I want to call parallel_reduce to sum the vector elements. But I find that if the vector elements is enough, the result is not correct. Please help me how to use this function.
// prepare data
const size_t allNum = 1000000;
std::vector<double> a;
for (int i = 0; i < allNum; ++i)
{
a.push_back(double(i + 1));
}
// λ func
auto f = [&]() -> double {
return tbb::parallel_reduce(tbb::blocked_range<size_t>(0, allNum),
0.0,
[&](const tbb::blocked_range<size_t>& r, double init) -> double {
for (int i = r.begin(); i < r.end(); ++i)
{
init += a[i];
}
return init;
},
[](double f, double s) -> double {
return f + s;
}
/*std::plus<double>()*/);
};
// call λ func, get the result
double correctResult = (1.0 + 1000000.0) * 500000.0;
double sum = f(); // sum != correctResult
// sum is different every loop
I tried running the above code.
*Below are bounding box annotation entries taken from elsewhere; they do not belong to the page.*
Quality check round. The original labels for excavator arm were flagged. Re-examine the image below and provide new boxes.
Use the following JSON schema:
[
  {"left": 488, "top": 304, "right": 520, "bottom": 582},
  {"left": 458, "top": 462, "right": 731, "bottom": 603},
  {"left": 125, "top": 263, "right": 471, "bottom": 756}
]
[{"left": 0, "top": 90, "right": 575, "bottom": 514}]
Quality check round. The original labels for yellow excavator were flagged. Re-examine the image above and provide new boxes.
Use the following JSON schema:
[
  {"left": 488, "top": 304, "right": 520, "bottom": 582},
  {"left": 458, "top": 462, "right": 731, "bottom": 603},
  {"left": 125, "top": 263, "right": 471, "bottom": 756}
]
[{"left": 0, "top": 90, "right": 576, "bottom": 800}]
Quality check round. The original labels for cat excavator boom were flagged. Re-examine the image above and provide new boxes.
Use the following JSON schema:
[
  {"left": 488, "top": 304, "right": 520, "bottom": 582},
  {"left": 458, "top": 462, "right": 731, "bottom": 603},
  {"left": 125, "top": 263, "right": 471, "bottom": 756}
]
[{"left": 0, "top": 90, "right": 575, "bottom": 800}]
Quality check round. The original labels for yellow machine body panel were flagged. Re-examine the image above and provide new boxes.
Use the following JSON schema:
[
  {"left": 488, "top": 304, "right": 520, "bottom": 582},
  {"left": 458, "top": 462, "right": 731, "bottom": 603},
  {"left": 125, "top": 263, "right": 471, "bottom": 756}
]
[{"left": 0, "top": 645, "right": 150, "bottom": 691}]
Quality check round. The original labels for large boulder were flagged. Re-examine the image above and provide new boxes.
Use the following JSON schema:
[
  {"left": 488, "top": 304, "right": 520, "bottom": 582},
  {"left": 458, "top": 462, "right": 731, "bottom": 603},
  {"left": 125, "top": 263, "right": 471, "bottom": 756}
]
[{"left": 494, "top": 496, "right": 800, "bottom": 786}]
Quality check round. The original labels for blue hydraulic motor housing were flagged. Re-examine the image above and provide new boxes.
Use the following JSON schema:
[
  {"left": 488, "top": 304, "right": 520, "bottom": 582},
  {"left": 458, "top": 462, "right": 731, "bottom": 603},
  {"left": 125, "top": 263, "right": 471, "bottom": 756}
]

It was working fine and got the correct results too!
For more information about parallel_reduce, refer to the below links: https://software.intel.com/content/www/us/en/develop/documentation/tbb-documentation/top/intel-threading-building-blocks-developer-reference/algorithms/parallelreduce-template-function.html
https://link.springer.com/content/pdf/10.1007%2F978-1-4842-4398-5.pdf
Thanks, Santosh